Posted on Thu, 09-22-2011

The New York City luxury condo market is generally recognized as its own real-estate niche. Certainly, national real-estate market forecasts have repercussions on NYC's real-estate beat--but they're limited. So don't write off the Manhattan luxury condo market to broadcasted waves of statistics just yet. Yes, according to The Wall Street Journal the national housing inventory crashed into rocky lows this year; but refocusing the real-estate market lens to apartments for sale in Manhattan, the city has seen units going up, and several buildings being re-launched after bitter 2010 presales, according to The New York Post.
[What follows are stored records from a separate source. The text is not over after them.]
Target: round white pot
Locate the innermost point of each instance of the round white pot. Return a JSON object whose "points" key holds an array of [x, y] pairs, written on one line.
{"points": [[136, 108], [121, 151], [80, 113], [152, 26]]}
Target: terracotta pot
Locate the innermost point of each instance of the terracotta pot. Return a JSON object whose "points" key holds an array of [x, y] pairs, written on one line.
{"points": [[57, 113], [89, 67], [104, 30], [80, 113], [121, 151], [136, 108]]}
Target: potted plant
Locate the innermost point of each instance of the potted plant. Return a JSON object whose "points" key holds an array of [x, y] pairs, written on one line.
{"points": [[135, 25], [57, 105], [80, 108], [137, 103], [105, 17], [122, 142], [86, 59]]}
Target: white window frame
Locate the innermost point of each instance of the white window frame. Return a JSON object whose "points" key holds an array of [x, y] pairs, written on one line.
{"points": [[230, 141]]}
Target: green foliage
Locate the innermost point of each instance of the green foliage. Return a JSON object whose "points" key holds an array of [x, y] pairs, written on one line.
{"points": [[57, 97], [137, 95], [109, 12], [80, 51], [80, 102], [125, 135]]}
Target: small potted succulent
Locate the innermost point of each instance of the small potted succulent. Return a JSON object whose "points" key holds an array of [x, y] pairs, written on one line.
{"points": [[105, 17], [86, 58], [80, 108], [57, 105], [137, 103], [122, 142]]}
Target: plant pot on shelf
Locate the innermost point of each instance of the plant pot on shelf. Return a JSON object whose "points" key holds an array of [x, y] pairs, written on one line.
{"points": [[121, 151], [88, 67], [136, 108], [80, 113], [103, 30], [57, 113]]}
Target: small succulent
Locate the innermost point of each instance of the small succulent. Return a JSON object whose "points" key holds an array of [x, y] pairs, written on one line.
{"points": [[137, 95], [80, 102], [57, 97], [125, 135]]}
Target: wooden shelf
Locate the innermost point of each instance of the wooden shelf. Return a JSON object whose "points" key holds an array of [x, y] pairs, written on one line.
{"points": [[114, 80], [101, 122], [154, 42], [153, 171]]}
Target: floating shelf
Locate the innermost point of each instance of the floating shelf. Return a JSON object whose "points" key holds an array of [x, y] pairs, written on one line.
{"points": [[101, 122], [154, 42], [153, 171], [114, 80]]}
Manhattan is proving yet again to be the exception to the rule.

But keeping it real, as we noted in a prior post, there is indeed a of condo-development plans for New York City being submitted to the General Attorney’s office for 2011. We also noted in the post the persistent fall in new Manhattan condominium units for sale. This year there were approximately 466 new Manhattan condo units for sale; there had been 10,660 new units marketed in 2006. But, the Manhattan condominium market is, if anything, complicated. Fiercely competitive as the Manhattan condo hunt may be, some Manhattan apartment buildings were unable to gather successful presales last year, as home-buyers were seemingly uninterested in tying the knot on some rising, and even completed, luxury apartment buildings.

Several developers took their NYC condominiums off the market in prior years due to lackluster sales, but they’re back up now, reports the NYPost. And they’re selling. Despite a shrinking pipeline of planned condominium developments in New York City, finished luxury Manhattan apartments for sale are in demand. Some of the dusty Manhattan condominiums re-cutting their bows, according the Post, are in Harlem. Windows on 123, the eight full-floor Harlem condominium on 7th and 123rd (that had actually promised giveaway cars to lure buyers), is on the market again, this time with a discount, and has 77% units reportedly already sold or in contract. Another Harlem condominium for sale--again--is the 46-unit new construction known as 2130 Adam Clayton Powell just a few blocks north of Windows on 123. The relaunches carry into the rest of the city, with the Carriage House in Chelsea at 159 W. 24th street, which was pulled from the market back in 2008, but can be found in current listings. In the Financial District, the luxury condominium Setai resurfaced last month after sleety economic turmoil, and has reportedly had 60% of its luxury condominium units sold.

The resurrection of these luxury Manhattan condominiums, along with new luxury Manhattan apartment buildings successfully springing up (the nine condo-unit 84 Bedford in West Village, the 20+ story Reade 57 in Tribeca, the converted and modern 43-unit 130 W. 12th street, among others) puts a slight spin on gloomy statistics. In Manhattan, luxury condo-units are rising: just not as fast as we’d like. For prospective buyers edging NYC-condominium-luxury-market-pessimism, maybe a little hope can be garnered from the several Manhattan condominiums recently remarketed and symbolically given a second shot: potentially the market could follow the 2nd round glory.